You seem to want to pass ddply a function that already "knows" which column to take the mean of. For that, I think you'd need to not use mutate or summarize, but you can hack your own version. For summarize-like behavior, return a data.frame with a single value, for mutate-like behavior, return the original data.frame with your extra value cbinded on

mean.mpg.mutate = function(df) {
    cbind.data.frame(df, mean.mpg = mean(df$mpg))
}

mean.mpg.summarize = function(df) {
    data.frame(mean.mpg = mean(df$mpg))
}

ddply(mtcars, "cyl", mean.mpg.mutate)
ddply(mtcars, "cyl", mean.mpg.summarize)

tl;dr

Why can't I use mutate with a custom function? Is it just that "built-in" functions return some sort of class that ddply can deal with vs. having to kick out a full data.frame and then call out only the column I care about?

Quite the opposite! mutate and summarize take data frames as inputs and kick out data frames as returns. But mutate and summarize are the functions you're passing to ddply, not mean or whatever else.

Mutate and summarize are convenience functions that you'll use 99% of the time you use ddply.

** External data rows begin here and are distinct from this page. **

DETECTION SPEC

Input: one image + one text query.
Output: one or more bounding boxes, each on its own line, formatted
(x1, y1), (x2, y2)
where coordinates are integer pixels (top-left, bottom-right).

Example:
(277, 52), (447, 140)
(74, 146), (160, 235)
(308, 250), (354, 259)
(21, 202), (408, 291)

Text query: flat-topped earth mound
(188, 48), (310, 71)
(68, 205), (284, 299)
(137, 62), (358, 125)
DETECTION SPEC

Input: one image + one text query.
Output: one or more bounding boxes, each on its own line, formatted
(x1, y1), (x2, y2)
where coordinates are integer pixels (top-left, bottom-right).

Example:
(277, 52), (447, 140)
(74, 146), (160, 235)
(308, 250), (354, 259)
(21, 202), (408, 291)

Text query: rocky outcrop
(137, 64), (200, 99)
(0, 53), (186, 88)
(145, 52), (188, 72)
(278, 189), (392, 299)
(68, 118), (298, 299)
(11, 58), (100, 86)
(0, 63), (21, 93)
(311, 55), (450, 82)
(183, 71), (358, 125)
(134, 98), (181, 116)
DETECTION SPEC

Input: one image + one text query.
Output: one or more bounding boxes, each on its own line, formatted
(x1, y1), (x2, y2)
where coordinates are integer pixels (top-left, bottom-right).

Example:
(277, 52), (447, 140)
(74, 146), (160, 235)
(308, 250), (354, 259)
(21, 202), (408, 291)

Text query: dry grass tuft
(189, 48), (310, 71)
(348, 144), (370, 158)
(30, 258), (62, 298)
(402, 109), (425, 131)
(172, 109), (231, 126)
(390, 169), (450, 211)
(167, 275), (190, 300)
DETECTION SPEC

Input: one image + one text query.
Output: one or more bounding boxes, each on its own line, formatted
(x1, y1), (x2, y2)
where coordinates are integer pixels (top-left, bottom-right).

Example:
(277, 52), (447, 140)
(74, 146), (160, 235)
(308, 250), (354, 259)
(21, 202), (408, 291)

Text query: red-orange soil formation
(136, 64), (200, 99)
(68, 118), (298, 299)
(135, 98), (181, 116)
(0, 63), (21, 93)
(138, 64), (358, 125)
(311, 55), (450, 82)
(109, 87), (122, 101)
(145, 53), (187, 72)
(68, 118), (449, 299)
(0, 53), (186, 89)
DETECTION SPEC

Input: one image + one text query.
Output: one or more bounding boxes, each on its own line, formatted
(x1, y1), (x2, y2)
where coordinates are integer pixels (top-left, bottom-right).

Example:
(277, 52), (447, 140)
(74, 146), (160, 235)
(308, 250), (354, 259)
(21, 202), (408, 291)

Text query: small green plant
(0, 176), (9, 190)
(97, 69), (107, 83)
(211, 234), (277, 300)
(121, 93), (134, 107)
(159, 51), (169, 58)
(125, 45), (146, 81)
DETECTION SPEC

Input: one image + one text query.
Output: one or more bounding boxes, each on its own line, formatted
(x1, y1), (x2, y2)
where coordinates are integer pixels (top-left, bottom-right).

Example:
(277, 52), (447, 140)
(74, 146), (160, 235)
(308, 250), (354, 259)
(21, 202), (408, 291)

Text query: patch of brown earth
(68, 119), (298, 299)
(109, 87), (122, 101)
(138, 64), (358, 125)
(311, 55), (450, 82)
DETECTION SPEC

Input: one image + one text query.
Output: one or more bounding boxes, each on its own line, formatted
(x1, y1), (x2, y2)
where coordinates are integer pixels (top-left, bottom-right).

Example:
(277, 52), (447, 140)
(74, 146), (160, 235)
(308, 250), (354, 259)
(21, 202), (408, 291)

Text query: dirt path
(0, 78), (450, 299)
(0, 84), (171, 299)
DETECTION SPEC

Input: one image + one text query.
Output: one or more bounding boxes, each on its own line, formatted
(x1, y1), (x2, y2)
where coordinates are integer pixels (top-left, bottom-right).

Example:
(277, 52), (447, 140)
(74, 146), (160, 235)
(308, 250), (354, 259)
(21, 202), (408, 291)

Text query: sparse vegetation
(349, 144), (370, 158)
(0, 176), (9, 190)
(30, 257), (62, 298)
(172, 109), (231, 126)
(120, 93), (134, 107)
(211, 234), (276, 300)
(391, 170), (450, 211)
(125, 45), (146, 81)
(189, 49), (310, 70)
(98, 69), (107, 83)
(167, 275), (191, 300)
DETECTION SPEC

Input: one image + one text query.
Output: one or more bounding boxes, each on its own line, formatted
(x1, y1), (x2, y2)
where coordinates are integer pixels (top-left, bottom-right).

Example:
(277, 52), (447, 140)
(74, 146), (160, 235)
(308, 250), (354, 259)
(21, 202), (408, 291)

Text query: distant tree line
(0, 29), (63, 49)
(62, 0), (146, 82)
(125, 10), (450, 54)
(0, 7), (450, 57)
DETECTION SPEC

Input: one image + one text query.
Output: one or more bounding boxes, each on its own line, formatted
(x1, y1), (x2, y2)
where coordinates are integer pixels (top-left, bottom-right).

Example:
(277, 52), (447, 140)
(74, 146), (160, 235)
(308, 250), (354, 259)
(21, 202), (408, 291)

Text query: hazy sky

If you don't use mutate/summarize, then your function needs to take and return a data frame.

If you do use mutate/summarize, then you don't pass them functions, you pass them expressions that can be evaluated with your (mini) data frame. If it's mutate, the return should be a vector to be appended to the data (recycled as necessary). If it's summarize, the return should be a single value. You don't pass a function, like mean; you pass an expression, like mean(mpg).


What about dplyr?

This was written before dplyr was a thing, or at least a big thing. dplyr removes a lot of the confusion from this process because it essentially replaces the nesting of ddply with mutate or summarize as arguments with sequential functions group_by followed by mutate or summarize. The dplyr version of my answer would be

library(dplyr)
group_by(mtcars, cyl) %>%
    mutate(mean.mpg = mean(mpg))

With the new column creation passed directly to mutate (or summarize), there isn't confusion about which function does what.